How to get all nodes in a disjointed sub-graph - neo4j / py2neo

1
votes

If I have a neo4j database and I want to query to get all nodes that are in a one specific disjointed sub-graph. (in py2neo or in cypher)

If I have groups of nodes, the nodes in each group are connected by relationship within that group, but are not connects between groups. Can I query for one node and get all the nodes in that node's group?

2
pythonneo4jpy2neo
Are you looking for connected components? How does you graph model look like?Martin Preusse

2 Answers

2
votes

[UPDATED]

Original Answer

If by "group of nodes" you mean a "disjoint subgraph", here is how you can get all the nodes in the disjoint subgraph (with relationships of any type) that contains a specific node (say, the Neo node):

MATCH (n { name: "Neo" })
OPTIONAL MATCH p=(n)-[*]-(m)
RETURN REDUCE(s = [n], x IN COLLECT(NODES(p)) |
  REDUCE(t = s, y IN x | CASE WHEN y IN t THEN t ELSE t + y END )) AS nodes;

This query uses an OPTIONAL MATCH to find the nodes "related" to the Neo node, so that if that node has no relationships, the query would still be able to return a result.

The two (nested) REDUCE clauses make sure that the returned collection only has distinct nodes.

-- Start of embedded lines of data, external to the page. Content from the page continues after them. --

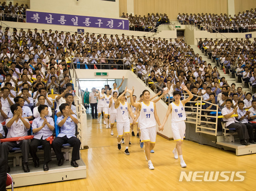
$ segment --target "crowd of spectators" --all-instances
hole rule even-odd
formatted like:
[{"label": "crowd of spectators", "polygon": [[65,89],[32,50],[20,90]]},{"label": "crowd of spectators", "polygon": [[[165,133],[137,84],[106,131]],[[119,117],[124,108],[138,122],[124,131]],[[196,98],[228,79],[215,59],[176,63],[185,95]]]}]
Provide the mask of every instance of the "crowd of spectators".
[{"label": "crowd of spectators", "polygon": [[147,16],[144,15],[143,17],[139,15],[134,16],[132,14],[129,15],[123,13],[121,16],[122,18],[127,18],[129,19],[129,30],[130,31],[139,31],[149,32],[157,27],[162,24],[169,24],[170,20],[166,14],[159,14],[152,13],[151,15],[148,13]]},{"label": "crowd of spectators", "polygon": [[24,22],[26,11],[29,9],[28,5],[22,4],[21,6],[16,3],[14,5],[10,2],[7,5],[6,2],[0,3],[0,20],[14,22]]},{"label": "crowd of spectators", "polygon": [[178,19],[182,24],[194,25],[201,30],[215,33],[238,33],[256,30],[256,8],[240,12],[232,16],[227,14],[179,13]]},{"label": "crowd of spectators", "polygon": [[[27,173],[30,171],[29,153],[34,166],[38,167],[36,152],[37,147],[43,145],[43,168],[48,171],[52,147],[60,166],[65,160],[62,146],[68,143],[73,147],[74,153],[71,165],[77,167],[75,160],[80,158],[81,142],[76,137],[78,121],[76,107],[72,104],[75,92],[65,57],[58,54],[58,49],[63,48],[55,46],[54,42],[51,45],[51,34],[37,33],[36,30],[33,33],[22,29],[18,32],[14,29],[11,32],[8,28],[3,31],[0,27],[0,138],[27,136],[31,133],[31,126],[34,135],[31,143],[28,140],[1,142],[2,156],[7,160],[9,151],[20,148],[23,169]],[[50,41],[47,41],[49,37]],[[54,115],[60,132],[54,131],[56,126]],[[53,132],[56,133],[54,140]]]}]

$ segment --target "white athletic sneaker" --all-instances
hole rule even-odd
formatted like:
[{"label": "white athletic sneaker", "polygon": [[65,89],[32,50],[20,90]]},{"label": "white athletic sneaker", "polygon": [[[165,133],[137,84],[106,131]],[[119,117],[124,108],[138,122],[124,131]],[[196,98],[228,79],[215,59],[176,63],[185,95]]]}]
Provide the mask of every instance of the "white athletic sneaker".
[{"label": "white athletic sneaker", "polygon": [[149,162],[148,163],[148,168],[150,170],[154,170],[154,166],[153,165],[153,164],[152,163],[152,162]]},{"label": "white athletic sneaker", "polygon": [[185,163],[185,161],[183,160],[182,161],[181,161],[181,166],[183,168],[185,168],[185,167],[187,166],[187,164]]},{"label": "white athletic sneaker", "polygon": [[173,149],[173,150],[172,151],[172,153],[173,153],[173,154],[174,155],[174,158],[175,159],[178,159],[179,158],[179,156],[177,150],[175,148],[174,148],[174,149]]}]

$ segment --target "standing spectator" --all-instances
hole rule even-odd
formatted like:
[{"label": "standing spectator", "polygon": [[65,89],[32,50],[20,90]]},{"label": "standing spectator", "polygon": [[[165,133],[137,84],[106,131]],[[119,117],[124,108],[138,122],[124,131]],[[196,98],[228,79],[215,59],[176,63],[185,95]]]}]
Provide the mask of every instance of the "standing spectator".
[{"label": "standing spectator", "polygon": [[93,119],[97,118],[97,92],[95,91],[96,88],[93,87],[91,92],[89,94],[89,102],[91,108],[91,115]]}]

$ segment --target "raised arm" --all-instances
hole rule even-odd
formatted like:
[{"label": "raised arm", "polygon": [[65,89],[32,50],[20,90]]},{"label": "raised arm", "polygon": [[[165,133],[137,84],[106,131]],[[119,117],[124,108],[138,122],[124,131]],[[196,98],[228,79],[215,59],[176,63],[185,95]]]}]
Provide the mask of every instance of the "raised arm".
[{"label": "raised arm", "polygon": [[171,104],[169,104],[168,106],[167,112],[166,112],[166,114],[165,115],[165,118],[164,118],[164,121],[161,125],[159,126],[158,127],[158,129],[159,131],[162,131],[164,130],[164,126],[165,126],[165,123],[166,123],[168,117],[169,117],[169,115],[171,113]]},{"label": "raised arm", "polygon": [[122,79],[123,79],[123,80],[122,81],[121,83],[120,84],[119,86],[117,87],[118,90],[119,90],[119,88],[120,88],[121,87],[122,85],[123,85],[123,83],[124,83],[124,81],[125,81],[125,77],[124,76],[123,77]]}]

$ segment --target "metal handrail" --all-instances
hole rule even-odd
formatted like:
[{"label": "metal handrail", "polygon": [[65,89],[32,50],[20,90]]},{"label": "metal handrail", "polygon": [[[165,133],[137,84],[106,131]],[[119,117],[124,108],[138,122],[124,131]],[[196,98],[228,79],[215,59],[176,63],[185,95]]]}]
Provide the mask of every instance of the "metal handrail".
[{"label": "metal handrail", "polygon": [[[135,72],[135,74],[136,74],[136,76],[137,76],[137,77],[139,78],[139,76],[138,76],[138,71],[137,71],[137,69],[139,69],[140,71],[141,71],[142,76],[143,76],[145,77],[145,83],[146,84],[146,85],[148,87],[149,87],[148,83],[148,82],[147,81],[147,80],[146,80],[147,79],[149,79],[148,76],[147,76],[147,75],[146,75],[143,73],[143,71],[142,71],[139,68],[138,68],[137,66],[136,66],[136,72]],[[143,80],[142,80],[142,81],[143,81]],[[163,92],[164,92],[164,89],[163,89],[162,87],[161,87],[157,84],[155,83],[155,82],[154,82],[153,81],[151,80],[151,82],[153,82],[155,86],[156,86],[159,89],[160,89],[161,90],[161,91],[163,91]],[[167,95],[168,96],[168,105],[169,105],[170,104],[170,94],[168,93],[167,93]]]}]

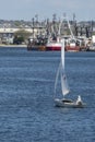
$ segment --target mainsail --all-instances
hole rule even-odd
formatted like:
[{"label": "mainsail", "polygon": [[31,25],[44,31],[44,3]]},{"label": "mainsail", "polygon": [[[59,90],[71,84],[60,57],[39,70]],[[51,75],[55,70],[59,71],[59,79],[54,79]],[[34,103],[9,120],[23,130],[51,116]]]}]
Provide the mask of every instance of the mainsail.
[{"label": "mainsail", "polygon": [[62,46],[61,46],[61,90],[63,96],[69,93],[69,86],[64,72],[64,39],[62,39]]},{"label": "mainsail", "polygon": [[56,94],[56,87],[58,83],[59,73],[61,76],[61,91],[62,91],[62,95],[64,96],[69,93],[69,85],[68,85],[67,76],[64,73],[64,39],[62,39],[62,46],[61,46],[61,62],[59,63],[59,68],[56,75],[55,94]]}]

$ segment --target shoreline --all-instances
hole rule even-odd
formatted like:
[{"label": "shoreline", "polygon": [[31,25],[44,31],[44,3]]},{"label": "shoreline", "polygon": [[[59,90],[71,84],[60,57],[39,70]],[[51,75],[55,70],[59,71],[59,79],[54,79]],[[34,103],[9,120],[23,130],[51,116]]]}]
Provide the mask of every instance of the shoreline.
[{"label": "shoreline", "polygon": [[25,48],[26,48],[27,45],[4,45],[4,44],[0,44],[0,48],[1,48],[1,47],[5,47],[5,48],[7,48],[7,47],[25,47]]}]

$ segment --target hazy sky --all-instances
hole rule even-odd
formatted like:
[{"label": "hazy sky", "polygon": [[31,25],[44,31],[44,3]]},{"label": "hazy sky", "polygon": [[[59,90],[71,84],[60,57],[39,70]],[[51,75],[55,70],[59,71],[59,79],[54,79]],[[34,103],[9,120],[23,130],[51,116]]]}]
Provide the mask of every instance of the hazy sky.
[{"label": "hazy sky", "polygon": [[0,0],[0,20],[26,20],[57,17],[67,13],[72,20],[95,20],[95,0]]}]

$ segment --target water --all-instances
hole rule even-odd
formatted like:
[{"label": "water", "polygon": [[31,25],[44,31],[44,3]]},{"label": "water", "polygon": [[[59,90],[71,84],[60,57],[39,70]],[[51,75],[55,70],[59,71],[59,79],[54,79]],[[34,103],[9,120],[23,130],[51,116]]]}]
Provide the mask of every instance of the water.
[{"label": "water", "polygon": [[69,97],[83,109],[55,107],[59,61],[60,51],[0,48],[0,142],[95,141],[95,52],[66,52]]}]

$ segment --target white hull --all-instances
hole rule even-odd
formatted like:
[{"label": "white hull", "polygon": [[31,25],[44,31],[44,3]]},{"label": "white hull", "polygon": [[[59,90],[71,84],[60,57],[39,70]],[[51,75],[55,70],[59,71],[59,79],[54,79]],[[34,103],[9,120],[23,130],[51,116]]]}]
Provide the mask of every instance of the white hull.
[{"label": "white hull", "polygon": [[67,107],[67,108],[83,108],[85,105],[83,103],[76,103],[76,102],[63,102],[63,99],[56,98],[55,104],[57,107]]}]

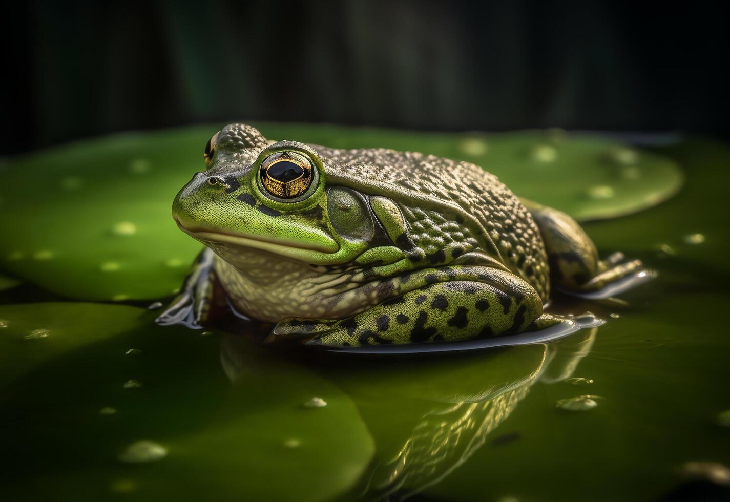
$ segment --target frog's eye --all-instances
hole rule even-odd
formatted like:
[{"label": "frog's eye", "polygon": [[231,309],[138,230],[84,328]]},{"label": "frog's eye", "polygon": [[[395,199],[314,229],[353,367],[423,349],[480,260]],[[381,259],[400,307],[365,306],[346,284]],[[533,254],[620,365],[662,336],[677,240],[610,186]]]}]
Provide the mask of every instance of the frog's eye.
[{"label": "frog's eye", "polygon": [[210,166],[210,163],[213,161],[213,155],[215,154],[215,141],[218,139],[218,133],[213,134],[205,145],[203,158],[205,159],[206,166]]},{"label": "frog's eye", "polygon": [[315,169],[305,155],[296,152],[278,152],[261,163],[261,185],[279,198],[294,198],[307,191],[314,179]]}]

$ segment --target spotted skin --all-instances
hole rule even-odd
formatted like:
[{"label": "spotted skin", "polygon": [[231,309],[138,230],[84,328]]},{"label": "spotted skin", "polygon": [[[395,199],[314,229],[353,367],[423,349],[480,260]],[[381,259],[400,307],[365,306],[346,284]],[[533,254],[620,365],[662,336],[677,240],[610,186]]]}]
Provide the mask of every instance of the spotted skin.
[{"label": "spotted skin", "polygon": [[[312,344],[499,336],[569,322],[542,313],[551,283],[595,290],[640,266],[599,260],[569,217],[468,162],[273,142],[243,124],[210,143],[207,169],[173,204],[180,229],[210,251],[161,324],[201,325],[222,290],[274,335]],[[286,200],[261,177],[282,153],[307,172],[279,190]]]},{"label": "spotted skin", "polygon": [[[470,274],[474,280],[426,284],[342,320],[284,320],[274,333],[329,346],[457,341],[518,333],[542,314],[539,296],[521,279],[480,267],[456,275]],[[455,274],[437,271],[424,282],[429,275],[447,279]]]}]

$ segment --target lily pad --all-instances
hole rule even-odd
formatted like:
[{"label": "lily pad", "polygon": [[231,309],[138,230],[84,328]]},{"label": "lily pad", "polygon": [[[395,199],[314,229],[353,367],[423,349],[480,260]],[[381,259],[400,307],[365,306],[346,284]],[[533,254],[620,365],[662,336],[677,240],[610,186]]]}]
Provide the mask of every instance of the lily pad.
[{"label": "lily pad", "polygon": [[20,284],[20,281],[17,279],[13,279],[12,277],[8,277],[7,275],[3,275],[0,274],[0,291],[4,290],[9,290],[11,287],[15,287]]},{"label": "lily pad", "polygon": [[[596,136],[255,125],[275,139],[467,160],[499,176],[518,195],[580,220],[656,204],[682,182],[673,162]],[[177,229],[170,206],[192,174],[204,168],[201,152],[219,127],[116,134],[7,162],[0,188],[0,267],[74,298],[172,294],[200,245]]]},{"label": "lily pad", "polygon": [[[360,479],[373,442],[333,384],[242,337],[231,343],[247,355],[233,366],[219,336],[153,317],[115,305],[0,308],[6,496],[323,501]],[[47,338],[25,339],[39,325]],[[123,388],[130,378],[143,385]],[[327,406],[302,406],[312,396]]]}]

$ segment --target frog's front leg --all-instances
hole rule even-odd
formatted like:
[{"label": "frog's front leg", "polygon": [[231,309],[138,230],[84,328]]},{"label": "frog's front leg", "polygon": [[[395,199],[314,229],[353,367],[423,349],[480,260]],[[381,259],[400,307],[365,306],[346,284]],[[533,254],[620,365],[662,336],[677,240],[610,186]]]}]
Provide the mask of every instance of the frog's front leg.
[{"label": "frog's front leg", "polygon": [[274,335],[330,346],[453,341],[518,333],[538,318],[541,327],[560,322],[542,313],[539,296],[527,282],[484,267],[479,280],[437,282],[347,319],[285,319]]},{"label": "frog's front leg", "polygon": [[155,322],[164,326],[182,324],[193,329],[209,320],[220,298],[220,285],[213,266],[215,254],[206,247],[198,255],[182,287]]}]

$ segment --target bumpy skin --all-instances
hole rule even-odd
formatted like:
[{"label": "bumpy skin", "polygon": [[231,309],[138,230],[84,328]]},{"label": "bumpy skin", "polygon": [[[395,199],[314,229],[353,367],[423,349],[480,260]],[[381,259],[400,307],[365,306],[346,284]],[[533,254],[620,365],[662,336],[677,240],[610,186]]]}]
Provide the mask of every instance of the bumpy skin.
[{"label": "bumpy skin", "polygon": [[[223,128],[209,150],[209,169],[177,194],[173,216],[215,255],[203,254],[205,270],[194,267],[161,324],[204,322],[219,284],[237,311],[310,344],[460,340],[561,322],[542,314],[549,259],[566,290],[638,266],[599,261],[569,217],[525,201],[529,209],[466,162],[269,144],[241,124]],[[312,169],[309,185],[294,182],[306,192],[286,200],[264,174],[281,155]]]}]

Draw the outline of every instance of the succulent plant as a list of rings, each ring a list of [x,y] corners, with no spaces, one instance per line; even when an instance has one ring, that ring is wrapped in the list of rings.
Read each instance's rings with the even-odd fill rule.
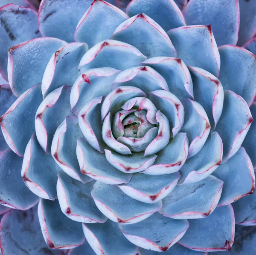
[[[129,2],[0,1],[2,255],[256,252],[255,1]]]

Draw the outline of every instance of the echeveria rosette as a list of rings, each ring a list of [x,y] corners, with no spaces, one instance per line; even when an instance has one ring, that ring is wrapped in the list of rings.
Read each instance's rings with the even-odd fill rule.
[[[1,253],[249,254],[253,1],[92,2],[0,1]]]

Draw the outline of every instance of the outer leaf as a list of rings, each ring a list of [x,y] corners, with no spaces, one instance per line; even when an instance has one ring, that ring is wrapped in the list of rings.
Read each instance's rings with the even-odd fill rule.
[[[167,33],[178,57],[186,65],[200,67],[218,77],[220,56],[210,25],[183,26]]]
[[[210,73],[198,67],[189,68],[193,80],[195,100],[205,110],[213,130],[222,112],[223,88]]]
[[[173,0],[133,0],[128,5],[126,13],[130,17],[145,13],[165,31],[186,25],[181,11]]]
[[[128,17],[108,3],[102,0],[93,1],[76,26],[75,40],[86,43],[89,48],[91,48],[109,39],[118,25]]]
[[[184,124],[181,129],[186,133],[189,148],[188,158],[193,157],[202,149],[210,132],[211,126],[204,109],[190,99],[182,101],[185,110]]]
[[[254,254],[256,252],[255,246],[255,226],[243,226],[236,225],[235,241],[229,253],[232,255]],[[216,252],[218,255],[223,255],[223,252]]]
[[[69,99],[71,87],[56,89],[43,100],[35,114],[35,132],[38,142],[47,154],[56,129],[67,115],[71,115]]]
[[[38,214],[44,238],[50,248],[66,249],[77,247],[84,242],[81,223],[66,217],[57,201],[41,199]]]
[[[253,1],[239,0],[240,24],[237,45],[241,46],[255,35],[256,6]]]
[[[68,43],[73,41],[76,25],[91,2],[92,0],[64,0],[61,2],[43,0],[38,12],[41,33],[44,36],[56,37]]]
[[[70,249],[67,255],[81,255],[84,252],[86,253],[86,255],[95,255],[95,252],[90,246],[87,240],[85,240],[81,245]]]
[[[133,98],[136,98],[137,97],[138,97],[138,100],[141,100],[145,99],[145,101],[144,102],[147,102],[147,103],[150,103],[149,102],[149,100],[147,98],[144,98],[146,94],[142,90],[136,87],[132,86],[117,87],[114,89],[113,89],[106,97],[106,98],[102,103],[101,109],[102,120],[103,120],[109,112],[111,110],[116,112],[120,110],[122,105],[124,104],[124,102],[131,102],[130,103],[125,103],[126,104],[125,106],[127,106],[127,107],[126,107],[127,109],[123,108],[124,110],[126,111],[130,110],[131,108],[136,105],[137,101],[135,102],[131,108],[129,108],[128,106],[132,104],[134,100],[136,100],[134,99]],[[131,101],[129,101],[130,100]],[[137,102],[139,103],[139,101]],[[128,103],[129,104],[128,104]],[[154,106],[152,106],[151,104],[152,103],[151,103],[151,106],[152,107],[154,107]],[[122,108],[123,106],[122,106]],[[143,109],[142,108],[141,109],[143,110]],[[156,112],[156,111],[155,112]]]
[[[186,220],[177,221],[156,212],[143,221],[119,226],[132,244],[150,250],[165,252],[183,236],[189,223]]]
[[[131,174],[124,174],[111,166],[105,155],[93,149],[85,139],[77,141],[76,155],[81,171],[90,177],[110,184],[127,183]]]
[[[179,242],[180,244],[200,252],[231,249],[235,235],[235,217],[231,205],[218,207],[204,219],[189,221],[189,227]]]
[[[35,84],[41,83],[52,53],[66,43],[56,38],[37,38],[11,47],[8,71],[13,94],[18,97]]]
[[[3,136],[9,147],[19,156],[35,132],[35,116],[42,100],[40,84],[24,92],[0,117]]]
[[[97,255],[137,253],[138,247],[128,241],[117,224],[111,221],[102,224],[83,224],[83,229],[86,239]]]
[[[256,55],[256,37],[248,41],[243,46],[243,48]]]
[[[25,184],[36,195],[42,198],[57,198],[56,184],[61,168],[51,155],[46,154],[35,134],[32,135],[25,151],[21,176]]]
[[[105,146],[102,135],[99,112],[103,97],[94,97],[86,103],[78,115],[79,125],[84,137],[95,149],[103,153]]]
[[[172,192],[180,177],[178,172],[158,176],[135,174],[129,183],[118,187],[136,200],[152,203],[164,198]]]
[[[256,225],[256,192],[242,198],[233,203],[232,205],[234,207],[236,224],[243,226]]]
[[[180,100],[194,98],[191,76],[180,59],[155,57],[141,63],[140,65],[151,66],[163,75],[170,91]]]
[[[125,70],[137,66],[146,58],[130,44],[115,40],[105,40],[94,45],[84,54],[78,68],[81,72],[96,67]]]
[[[180,170],[187,158],[189,140],[185,133],[179,133],[160,152],[155,164],[143,172],[152,175],[166,175]]]
[[[76,116],[67,116],[56,130],[52,144],[52,156],[62,170],[83,183],[88,181],[82,175],[76,153],[76,141],[83,137]]]
[[[169,90],[163,77],[149,66],[138,66],[123,71],[116,76],[113,85],[137,87],[147,95],[151,91],[156,89]]]
[[[31,9],[36,10],[34,6],[30,3],[28,0],[1,0],[0,1],[0,7],[2,7],[6,4],[13,4],[23,6],[29,7]]]
[[[58,198],[61,211],[66,216],[80,222],[106,221],[107,217],[99,210],[91,196],[94,183],[82,183],[63,171],[58,173]]]
[[[64,84],[73,86],[80,74],[77,66],[88,49],[86,43],[71,43],[52,54],[42,80],[44,97]]]
[[[223,88],[242,97],[250,106],[256,97],[256,56],[233,45],[224,45],[219,51],[219,78]]]
[[[114,222],[121,224],[143,221],[162,206],[161,201],[152,204],[140,202],[128,197],[116,186],[99,181],[94,185],[91,194],[99,210]]]
[[[149,99],[167,117],[172,128],[171,137],[175,137],[184,123],[184,107],[181,102],[171,92],[162,89],[150,92]]]
[[[232,125],[231,120],[236,120]],[[250,128],[253,119],[246,102],[230,90],[224,92],[224,104],[221,118],[215,130],[223,142],[223,162],[237,152]]]
[[[210,24],[217,45],[233,44],[238,39],[238,0],[192,0],[183,10],[188,25]]]
[[[28,189],[20,178],[22,159],[10,149],[0,154],[0,203],[26,210],[37,203],[39,198]]]
[[[220,136],[213,132],[201,150],[187,160],[180,169],[179,184],[193,183],[206,178],[221,163],[223,146]]]
[[[5,80],[4,84],[6,82]],[[7,111],[16,99],[15,96],[12,94],[9,85],[0,85],[0,115],[3,115]],[[9,148],[1,131],[0,132],[0,153]]]
[[[155,154],[145,157],[143,152],[131,155],[122,155],[108,149],[105,151],[107,160],[124,173],[136,173],[145,170],[154,164],[157,157]]]
[[[242,147],[227,162],[221,165],[213,172],[213,175],[224,182],[218,206],[233,203],[254,192],[255,176],[253,167]]]
[[[78,116],[84,105],[94,97],[107,96],[112,91],[111,84],[119,72],[111,67],[102,67],[90,69],[81,74],[75,82],[70,95],[74,114]]]
[[[3,206],[2,204],[0,205],[0,217],[2,217],[4,215],[4,214],[7,212],[9,212],[11,210],[10,207],[7,207]],[[2,219],[2,218],[1,218]]]
[[[174,219],[200,219],[209,216],[221,198],[223,182],[210,175],[195,183],[175,187],[163,200],[159,212]]]
[[[40,37],[34,10],[15,4],[0,8],[0,73],[7,80],[8,49],[12,46]]]
[[[165,255],[207,255],[206,252],[199,252],[187,249],[181,245],[175,244],[169,249],[165,252]],[[139,255],[159,255],[158,252],[149,251],[140,248],[139,250]]]
[[[176,3],[179,8],[182,10],[187,3],[188,0],[174,0],[174,1]]]
[[[2,254],[61,255],[61,251],[51,249],[45,243],[37,213],[37,206],[23,212],[12,210],[6,213],[0,227]]]
[[[252,116],[254,120],[256,120],[256,102],[253,103],[250,108]],[[253,163],[253,168],[256,168],[256,122],[253,121],[249,131],[242,143],[246,152],[249,155]]]
[[[111,39],[133,45],[148,57],[176,55],[176,51],[164,30],[144,14],[138,14],[119,25]]]

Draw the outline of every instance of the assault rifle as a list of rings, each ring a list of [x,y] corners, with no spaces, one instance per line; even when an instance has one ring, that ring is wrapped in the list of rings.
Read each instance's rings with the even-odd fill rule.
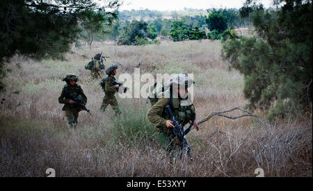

The outer REDUCE clause initialized the result collection with the n node, since it must always be in the disjoint subgraph, even if there are no other nodes.

Better Answer

MATCH p=(n { name: "Neo" })-[r*0..]-(m)
WITH NODES(p) AS nodes
UNWIND nodes AS node
RETURN DISTINCT node

This simpler query (which returns node rows) uses [r*0..] to allow 0-length paths (i.e., n does not need to have any relationships -- and m can be the same as n). It uses UNWIND to turn the nodes node collection(s) into rows, and then uses DISTINCT to eliminate duplicates.

Alternate Solution (does not work yet, due to bug)

This alternate solution below (which returns node rows) should also have worked, except that there is currently a bug (that I just reported) that causes all identifiers to be forgotten after a query unwinds a NULL (which can happen, for instance, if an OPTIONAL MATCH fails to find a match). Due to this bug, if the Neo node has no relationships, the query below currently returns no results. Therefore, you have to use the query above until the bug is fixed.

MATCH (n { name: "Neo" })
OPTIONAL MATCH p=(n)-[*]-(m)
WITH n, NODES(p) AS nodes
UNWIND nodes AS node
RETURN DISTINCT (
  CASE
  WHEN node IS NULL THEN n
  ELSE node END ) AS res;
1
votes

It might help if you added a diagram or some sample data. However, if I'm understanding your data model correctly you are defining "groups" of nodes as all nodes connected by a certain relationship? So to get all members of "group1" nodes (let's define that as all nodes connected by a group1 relationship) and not any nodes connected to group2 you could use a query like this:

MATCH (a:Person)-[:GROUP1]-(b:Person)
WHERE NOT exists((a)-[:GROUP2]-())
RETURN a

You can also use Node labels to define groups of Nodes.